Le rapport de JJAC couvre 11 pays : Aden/Yémen, Algérie, Égypte, Iran, Irak, Liban, Libye, Maroc, Syrie et Tunisie. Pour l’Égypte, la Syrie, l’Iran et l’Irak, les chercheurs ont calculé en détail les pertes : propriétés résidentielles et commerciales, entreprises, biens personnels, ainsi que les biens communautaires – synagogues, écoles, hôpitaux et cimetières. Pour les autres pays, des estimations conservatrices ont été utilisées. Les plus grandes pertes ont été enregistrées en Iran (61,49 milliards de dollars), en Égypte (59,82 milliards de dollars), en Irak (34,24 milliards de dollars) et en Syrie (10,69 milliards de dollars).

Non à la compensation, mais à la vérité

L’organisation JJAC souligne : l’objectif du rapport n’est pas de présenter une facture, mais d’obtenir reconnaissance. Les réfugiés juifs des pays arabes sont le second, souvent un aspect négligé des réfugiés du Moyen-Orient, aux côtés des Palestiniens. Les auteurs appellent à une conversation honnête sur le sort de tous ceux qui ont souffert dans les conflits de la région. Reconnaître les pertes des communautés juives est un pas vers la justice et la réconciliation, surtout à la lumière des récents processus de normalisation des relations entre Israël et un certain nombre de pays arabes.

Pourquoi c’est important

L’histoire des réfugiés juifs n’est pas seulement une question de chiffres, mais aussi de destins de personnes dont les vies ont été bouleversées. C’est l’histoire de familles qui ont tout laissé pour recommencer à zéro. Pour les rapatriés en Israël, ce sujet est particulièrement proche : beaucoup d’entre eux ou leurs ancêtres ont traversé cet exode. Reconnaître leurs pertes est une partie du chemin vers la restauration de la justice historique et la préservation de la mémoire.

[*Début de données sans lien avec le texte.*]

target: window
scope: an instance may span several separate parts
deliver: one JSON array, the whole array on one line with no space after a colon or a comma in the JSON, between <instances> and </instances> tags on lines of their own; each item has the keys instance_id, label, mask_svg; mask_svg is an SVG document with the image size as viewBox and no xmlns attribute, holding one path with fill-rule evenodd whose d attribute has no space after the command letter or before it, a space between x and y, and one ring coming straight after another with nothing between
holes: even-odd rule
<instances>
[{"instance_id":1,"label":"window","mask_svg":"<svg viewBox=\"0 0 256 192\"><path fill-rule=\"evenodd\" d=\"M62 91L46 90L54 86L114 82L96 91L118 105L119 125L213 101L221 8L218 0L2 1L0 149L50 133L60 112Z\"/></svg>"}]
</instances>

Commentaire de Marina Rozenberg-Koritny, présidente du département de promotion de l’alya de l’OSM : « L’histoire des réfugiés juifs des pays arabes fait partie de notre mémoire collective. Beaucoup de rapatriés en Israël portent cette histoire, que ce soit à travers les récits de leurs parents ou leur propre expérience. Le rapport de JJAC nous rappelle combien il est important de parler ouvertement du passé pour construire l’avenir sur la base de la vérité et de la compréhension mutuelle. Nous sommes fiers qu’Israël soit devenu le foyer de ceux qui ont tout perdu et nous continuons à soutenir les rapatriés dans leur intégration et la préservation de leur héritage culturel ».